[lto-plugin, build] Don't link libiberty.a into liblto-plugin.a
Dave Korn
dave.korn.cygwin@gmail.com
Wed Dec 15 17:09:00 GMT 2010
On 15/12/2010 16:54, Rainer Orth wrote:
> Hi Dave,
>
>> Bad news I'm afraid. It broke the plugin on Windows: it doesn't build a DLL
>> any more, because ...
> [...]
>> Do you actually have any use for the static version of the plugin? If not,
>> and you were just trying to avoid an assertion that won't happen any more, it
>> would be helpful if you could revert your patch until we've had time to figure
>> out a fuller fix.
>
> I can do that, but I still can't see any use for a static plugin
> anywhere (not knowing Windows at all, fortunately :-)

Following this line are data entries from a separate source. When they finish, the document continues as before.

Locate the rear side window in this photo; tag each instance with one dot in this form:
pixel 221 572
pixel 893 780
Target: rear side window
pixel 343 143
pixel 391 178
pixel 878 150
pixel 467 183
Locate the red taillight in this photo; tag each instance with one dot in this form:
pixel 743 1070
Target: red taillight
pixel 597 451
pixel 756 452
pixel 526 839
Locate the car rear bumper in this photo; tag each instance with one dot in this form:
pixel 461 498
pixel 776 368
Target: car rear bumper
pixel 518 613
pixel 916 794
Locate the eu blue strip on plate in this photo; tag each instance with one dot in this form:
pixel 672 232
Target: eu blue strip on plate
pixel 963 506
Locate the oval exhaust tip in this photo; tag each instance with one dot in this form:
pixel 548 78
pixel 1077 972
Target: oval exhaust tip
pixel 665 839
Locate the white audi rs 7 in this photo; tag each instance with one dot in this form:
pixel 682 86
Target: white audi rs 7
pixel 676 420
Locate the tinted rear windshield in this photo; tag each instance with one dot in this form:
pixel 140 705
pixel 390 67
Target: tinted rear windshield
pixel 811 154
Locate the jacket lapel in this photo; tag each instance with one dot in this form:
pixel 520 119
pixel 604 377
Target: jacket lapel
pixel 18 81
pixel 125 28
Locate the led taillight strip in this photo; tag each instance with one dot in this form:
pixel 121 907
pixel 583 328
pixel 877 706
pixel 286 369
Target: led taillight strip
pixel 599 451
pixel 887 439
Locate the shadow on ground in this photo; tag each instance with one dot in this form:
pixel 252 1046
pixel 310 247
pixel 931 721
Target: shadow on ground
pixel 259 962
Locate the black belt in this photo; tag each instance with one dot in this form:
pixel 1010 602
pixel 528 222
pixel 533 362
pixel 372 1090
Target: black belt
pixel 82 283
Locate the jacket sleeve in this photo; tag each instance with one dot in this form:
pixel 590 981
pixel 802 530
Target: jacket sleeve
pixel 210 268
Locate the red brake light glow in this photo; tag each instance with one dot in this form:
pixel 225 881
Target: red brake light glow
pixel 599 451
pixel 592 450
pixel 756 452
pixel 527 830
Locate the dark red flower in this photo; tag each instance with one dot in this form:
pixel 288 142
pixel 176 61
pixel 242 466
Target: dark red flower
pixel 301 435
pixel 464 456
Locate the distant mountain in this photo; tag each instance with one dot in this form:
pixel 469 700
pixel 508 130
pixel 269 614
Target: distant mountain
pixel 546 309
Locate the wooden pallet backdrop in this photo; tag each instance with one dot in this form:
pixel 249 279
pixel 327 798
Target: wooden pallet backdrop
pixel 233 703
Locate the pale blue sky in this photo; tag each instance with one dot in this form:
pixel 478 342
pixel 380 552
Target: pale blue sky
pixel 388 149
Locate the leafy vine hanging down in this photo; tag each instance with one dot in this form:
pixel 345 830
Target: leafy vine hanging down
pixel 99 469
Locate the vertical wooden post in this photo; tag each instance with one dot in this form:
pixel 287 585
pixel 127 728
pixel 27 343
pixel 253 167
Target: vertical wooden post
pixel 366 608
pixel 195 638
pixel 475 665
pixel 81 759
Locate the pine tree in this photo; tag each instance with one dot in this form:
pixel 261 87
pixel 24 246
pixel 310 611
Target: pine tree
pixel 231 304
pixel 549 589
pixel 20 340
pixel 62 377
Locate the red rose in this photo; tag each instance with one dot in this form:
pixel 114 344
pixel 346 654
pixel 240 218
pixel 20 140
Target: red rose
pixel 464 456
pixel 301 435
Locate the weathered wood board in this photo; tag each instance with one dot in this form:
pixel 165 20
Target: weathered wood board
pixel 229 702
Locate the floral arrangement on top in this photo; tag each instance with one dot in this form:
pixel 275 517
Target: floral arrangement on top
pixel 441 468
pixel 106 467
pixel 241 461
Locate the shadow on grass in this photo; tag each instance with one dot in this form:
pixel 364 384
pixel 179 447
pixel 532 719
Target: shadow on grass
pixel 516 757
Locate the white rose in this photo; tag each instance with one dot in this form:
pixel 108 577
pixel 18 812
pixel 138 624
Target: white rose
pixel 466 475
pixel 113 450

It's not a windows thing, it's just that libtool always builds both a static
and a shared library. There is in fact a potential use for it; libtool
supports pseudo-dlopening on systems that don't actually have shared libraries
by statically linking that archive into the program that wants to use it -
i.e., ld in this case. But I don't know any systems that support LTO but not
shared libs.
>> Ralf, does this mean we need to make a libiberty convenience library somehow?
>
> That has been my suggestion all along, though nobody commented on that
> so far. Manually hacking around what libtool is designed to do doesn't
> seem like the right way to handle this.
Well, what I don't know is whether we have to fully libtoolize libiberty, or
whether perhaps we can just get lto-plugin to build and link in a libtoolized
convenience library, using the existing libiberty .a or .o files.